Sadeen had been playing with her dolls when an Israeli rocket landed in her bedroom last July. During the explosion, she lost her left eye and suffered severe burns on her arms and legs that damaged 50% of her skin’s surface area.
Of all the children who travelled together to the US, she is the most confused about why she had to leave her home and family behind.
“My daughter feels homesick and misses her siblings,” says Heba. “She has named her dolls after them and talks to them when she thinks no one is looking.”
Adjusting to life in the US has been challenging for the children’s parents too. “Everything about being here feels so surreal that pretending to be strong for my children who are still alive just feels like part of an act of a show I am on,” says Younis.
A month after they arrived, the Damoo family took a short flight to El Paso to their new temporary home on a quiet, tree-lined street with views of the Franklin mountains, lent to them by a local Palestinian family who had read about Mazyouna’s story and wanted to help.
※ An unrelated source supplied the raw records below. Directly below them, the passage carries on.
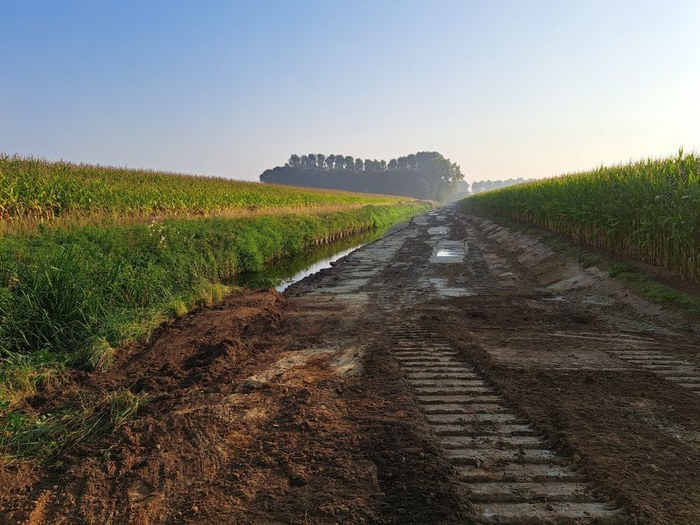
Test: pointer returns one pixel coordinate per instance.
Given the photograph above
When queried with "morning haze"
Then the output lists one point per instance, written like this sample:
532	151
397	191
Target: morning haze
504	89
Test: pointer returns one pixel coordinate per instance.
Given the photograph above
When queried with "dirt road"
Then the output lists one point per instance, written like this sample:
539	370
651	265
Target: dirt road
452	372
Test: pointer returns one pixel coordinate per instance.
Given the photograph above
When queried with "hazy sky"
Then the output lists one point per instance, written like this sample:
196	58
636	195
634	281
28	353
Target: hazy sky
504	88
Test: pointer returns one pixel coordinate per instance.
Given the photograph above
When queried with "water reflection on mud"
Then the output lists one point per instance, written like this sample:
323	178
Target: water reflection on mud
283	273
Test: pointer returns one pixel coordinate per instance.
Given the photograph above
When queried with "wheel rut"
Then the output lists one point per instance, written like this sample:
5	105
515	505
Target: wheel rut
509	473
671	368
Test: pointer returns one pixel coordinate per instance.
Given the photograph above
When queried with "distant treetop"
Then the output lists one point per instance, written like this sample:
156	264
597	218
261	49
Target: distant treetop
425	175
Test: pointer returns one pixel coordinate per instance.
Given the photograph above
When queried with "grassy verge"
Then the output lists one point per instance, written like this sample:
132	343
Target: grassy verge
646	211
631	274
35	191
69	297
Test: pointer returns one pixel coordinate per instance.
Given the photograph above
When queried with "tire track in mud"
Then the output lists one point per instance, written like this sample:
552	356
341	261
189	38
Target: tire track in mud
509	472
646	354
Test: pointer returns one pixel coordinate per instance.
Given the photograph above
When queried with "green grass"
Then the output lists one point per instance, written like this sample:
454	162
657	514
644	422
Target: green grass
92	258
647	211
45	437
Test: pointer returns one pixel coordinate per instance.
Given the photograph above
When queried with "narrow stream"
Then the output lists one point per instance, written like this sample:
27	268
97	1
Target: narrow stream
285	272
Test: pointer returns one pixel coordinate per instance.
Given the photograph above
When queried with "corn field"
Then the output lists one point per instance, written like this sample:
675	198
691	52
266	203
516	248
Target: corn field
647	211
35	188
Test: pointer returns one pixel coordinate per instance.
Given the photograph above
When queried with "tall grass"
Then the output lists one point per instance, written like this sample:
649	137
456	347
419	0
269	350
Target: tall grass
647	211
39	190
76	294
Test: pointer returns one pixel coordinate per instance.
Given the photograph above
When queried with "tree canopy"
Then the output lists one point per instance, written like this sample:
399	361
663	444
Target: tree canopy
424	175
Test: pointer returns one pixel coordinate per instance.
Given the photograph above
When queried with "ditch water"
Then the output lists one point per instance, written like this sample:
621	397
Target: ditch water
283	273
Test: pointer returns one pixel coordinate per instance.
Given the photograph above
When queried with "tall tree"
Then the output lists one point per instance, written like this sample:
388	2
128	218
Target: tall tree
311	160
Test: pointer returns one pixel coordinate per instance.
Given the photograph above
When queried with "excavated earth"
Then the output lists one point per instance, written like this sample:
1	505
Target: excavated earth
454	371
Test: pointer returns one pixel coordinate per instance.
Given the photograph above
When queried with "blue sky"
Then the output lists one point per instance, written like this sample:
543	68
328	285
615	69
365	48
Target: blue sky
504	88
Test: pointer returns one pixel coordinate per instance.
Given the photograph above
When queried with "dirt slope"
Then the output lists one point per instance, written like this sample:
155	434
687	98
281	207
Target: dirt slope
295	409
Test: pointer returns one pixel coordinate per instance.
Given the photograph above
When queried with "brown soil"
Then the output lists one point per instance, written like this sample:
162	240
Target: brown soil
271	409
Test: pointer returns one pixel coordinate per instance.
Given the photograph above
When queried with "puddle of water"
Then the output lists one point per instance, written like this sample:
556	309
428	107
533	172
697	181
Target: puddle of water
438	230
449	252
285	272
443	288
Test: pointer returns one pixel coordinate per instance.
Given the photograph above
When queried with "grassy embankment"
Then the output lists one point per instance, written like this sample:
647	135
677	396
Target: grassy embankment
647	211
94	257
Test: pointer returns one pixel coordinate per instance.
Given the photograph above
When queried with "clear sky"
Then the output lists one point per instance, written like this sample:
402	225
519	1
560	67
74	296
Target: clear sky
507	88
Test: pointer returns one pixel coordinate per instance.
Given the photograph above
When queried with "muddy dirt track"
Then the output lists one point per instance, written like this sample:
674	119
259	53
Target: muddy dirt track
454	371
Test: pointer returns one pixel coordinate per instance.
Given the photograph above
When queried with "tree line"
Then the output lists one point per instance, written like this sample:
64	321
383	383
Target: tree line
424	175
488	185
Mazyouna is now under the care of the El Paso children’s hospital and will require multiple surgeries over the coming months.
The night before her surgery, Mazyouna sat weeping for her father, who is now alone in Gaza. “I’m so worried about him all the time,” she said. “I keep thinking, he can die at any moment, and how that would completely destroy what’s left of us.”

Yet as she heals from the surgery, the family is slowly adjusting to life in the US. Mazyouna and Tala are about to start school and the family has been welcomed by the local community.
All of the girls being treated and their families can stay in the US for a year on their B-2 visas, but with most of Gaza reduced to a wasteland of rubble, their long-term future remains unknown.
“We don’t care where we are, so long as we are all together,” says Damoo.
“Some mornings I wake up and think I am in my bed in Gaza. It takes a few moments before I realise that life doesn’t exist any more and that it never will. That two of my children are dead, my house has been destroyed, and I have no idea when I will see my husband again. But like any parents, we just want our children to be healthy and safe – and to live without constant fear of never-ending war.”